The shares of one of the high quality dividend paying stocks, Accent Group continues to pursue a range of growth opportunities across its core banners and new businesses. Among the best growth stocks to buy now, its sales and profit reflect the strength of its business model.
Accent Group Limited (ASX: AX1)
Accent Group Limited has delivered strong sales and profit growth for the first half of FY25, despite operating in a challenging retail environment. AX1, one of the best long term dividend stocks, recorded total sales of $845 million, reflecting a 4.2% increase compared to the prior year, with owned sales rising by 4.6% to $767 million. Earnings Before Interest and Tax (EBIT) grew 11.5% to $80.7 million, while Net Profit After Tax (NPAT) increased by 11.7% to $47.2 million. Earnings per share (EPS) came in at 8.35 cents, and the Board declared a fully franked interim dividend of 5.5 cents per share, representing a 70% payout ratio.
During the half, the company achieved like-for-like (LFL) retail sales growth of 2.9%, despite gross margins declining to 55.6% due to a more promotional trading environment. The company effectively managed its Cost of Doing Business (CODB), reducing it slightly to 44.7%, with efficiencies gained in lease renewals, support team costs, and distribution expenses offsetting rising rents and wages.
Accent Group continued its aggressive store expansion strategy, opening 42 new stores during the half, bringing its total store network to 903 locations. Key store openings included Hype DC, The Athlete’s Foot (TAF), Hoka, Stylerunner, and Nude Lucy, all of which performed strongly. The company also secured exclusive distribution rights for Dickies and Lacoste, strengthening its wholesale portfolio, while also extending its agreements with Merrell and Timberland. At the same time, Accent divested The Trybe business and continued the phased closure of underperforming Glue stores.
In terms of financial outlook, the company reported that trading in the first seven weeks of H2 FY25 showed positive momentum, with LFL sales up 2.2%. However, gross margins remained under pressure, declining by 70 basis points year-on-year as consumers continued to seek value-driven purchases.
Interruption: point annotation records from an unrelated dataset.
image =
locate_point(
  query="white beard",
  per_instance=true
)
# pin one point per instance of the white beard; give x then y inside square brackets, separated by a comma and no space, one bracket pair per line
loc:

Despite this, the company remains optimistic about growth opportunities, with plans to open more than 10 new stores in H2, further expanding its presence across high-growth retail categories.
Accent Group is also in advanced discussions with Frasers Group on a long-term strategic agreement, which is expected to be finalized in H2 FY25. The company continues to focus on driving profitable sales, managing costs efficiently, and executing its growth strategy in an evolving retail landscape.